Tutorial exercise 1 - Setting "id" first and "counts" second:

mysql> SELECT id, url, notes, counts, DATE(created) 
   FROM fyi_links WHERE url = 'dev.fyicenter.com';
+-----+-------------------+-------+--------+---------------+
| id  | url               | notes | counts | DATE(created) |
+-----+-------------------+-------+--------+---------------+
| 101 | dev.fyicenter.com | Good. |    999 | 2006-04-30    |
+-----+-------------------+-------+--------+---------------+
1 row in set (0.00 sec)

mysql> UPDATE fyi_links SET id = id+200, counts = id*2 
   WHERE url = 'dev.fyicenter.com';
Query OK, 1 row affected (0.00 sec)
Rows matched: 1  Changed: 1  Warnings: 0

mysql> SELECT id, url, notes, counts, DATE(created) 
   FROM fyi_links WHERE url = 'dev.fyicenter.com';
+-----+-------------------+-------+--------+---------------+
| id  | url               | notes | counts | DATE(created) |
+-----+-------------------+-------+--------+---------------+
| 301 | dev.fyicenter.com | Good. |    602 | 2006-04-30    |
+-----+-------------------+-------+--------+---------------+
1 row in set (0.00 sec)

mysql> UPDATE fyi_links SET id = 101, counts = 999 
   WHERE url = 'dev.fyicenter.com';
Query OK, 1 row affected (0.00 sec)
Rows matched: 1  Changed: 1  Warnings: 0

Notice that the "id" in the "counts" new value expression is taking the new value of the "id" column, because it appears before the "counts" columns in the SET clause.

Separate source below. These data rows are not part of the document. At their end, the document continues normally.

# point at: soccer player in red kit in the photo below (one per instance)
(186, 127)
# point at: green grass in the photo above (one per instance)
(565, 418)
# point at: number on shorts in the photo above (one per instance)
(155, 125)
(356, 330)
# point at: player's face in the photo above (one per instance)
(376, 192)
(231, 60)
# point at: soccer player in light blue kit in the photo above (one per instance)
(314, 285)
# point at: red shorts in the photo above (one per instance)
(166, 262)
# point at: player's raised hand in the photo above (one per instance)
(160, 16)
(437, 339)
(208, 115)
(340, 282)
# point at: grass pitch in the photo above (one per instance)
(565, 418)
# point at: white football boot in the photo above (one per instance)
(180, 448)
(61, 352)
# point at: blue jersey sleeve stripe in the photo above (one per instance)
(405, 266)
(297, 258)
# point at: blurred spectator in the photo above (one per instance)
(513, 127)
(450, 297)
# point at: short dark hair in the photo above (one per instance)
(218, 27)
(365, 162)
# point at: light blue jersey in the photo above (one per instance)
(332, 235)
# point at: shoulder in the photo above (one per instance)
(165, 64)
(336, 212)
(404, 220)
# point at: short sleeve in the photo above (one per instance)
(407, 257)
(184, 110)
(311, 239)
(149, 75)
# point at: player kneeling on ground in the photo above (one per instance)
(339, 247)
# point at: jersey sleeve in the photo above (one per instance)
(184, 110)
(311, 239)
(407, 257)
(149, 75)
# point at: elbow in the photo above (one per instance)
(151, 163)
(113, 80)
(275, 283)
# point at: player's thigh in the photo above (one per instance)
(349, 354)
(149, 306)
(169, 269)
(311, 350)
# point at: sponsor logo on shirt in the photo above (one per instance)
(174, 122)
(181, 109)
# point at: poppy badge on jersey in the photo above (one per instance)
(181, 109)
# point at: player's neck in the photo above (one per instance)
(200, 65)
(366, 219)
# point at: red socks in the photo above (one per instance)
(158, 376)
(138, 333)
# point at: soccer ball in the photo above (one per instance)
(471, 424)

Tutorial exercise 2 - Setting "counts" first and "id" second:

mysql> SELECT id, url, notes, counts, DATE(created) 
   FROM fyi_links WHERE url = 'dev.fyicenter.com';
+-----+-------------------+-------+--------+---------------+
| id  | url               | notes | counts | DATE(created) |
+-----+-------------------+-------+--------+---------------+
| 101 | dev.fyicenter.com | Good. |    999 | 2006-04-30    |
+-----+-------------------+-------+--------+---------------+
1 row in set (0.00 sec)

mysql> UPDATE fyi_links SET counts = id*2, id = id+200 
   WHERE url = 'dev.fyicenter.com';
Query OK, 1 row affected (0.00 sec)
Rows matched: 1  Changed: 1  Warnings: 0

mysql> SELECT id, url, notes, counts, DATE(created) 
   FROM fyi_links WHERE url = 'dev.fyicenter.com';
+-----+-------------------+-------+--------+---------------+
| id  | url               | notes | counts | DATE(created) |
+-----+-------------------+-------+--------+---------------+
| 301 | dev.fyicenter.com | Good. |    202 | 2006-04-30    |
+-----+-------------------+-------+--------+---------------+
1 row in set (0.00 sec)

mysql> UPDATE fyi_links SET id = 101, counts = 999 
   WHERE url = 'dev.fyicenter.com';
Query OK, 1 row affected (0.00 sec)
Rows matched: 1  Changed: 1  Warnings: 0

Notice that the "id" in the "counts" new value expression is taking the old value of the "id" column, because it appears after the "counts" columns in the SET clause.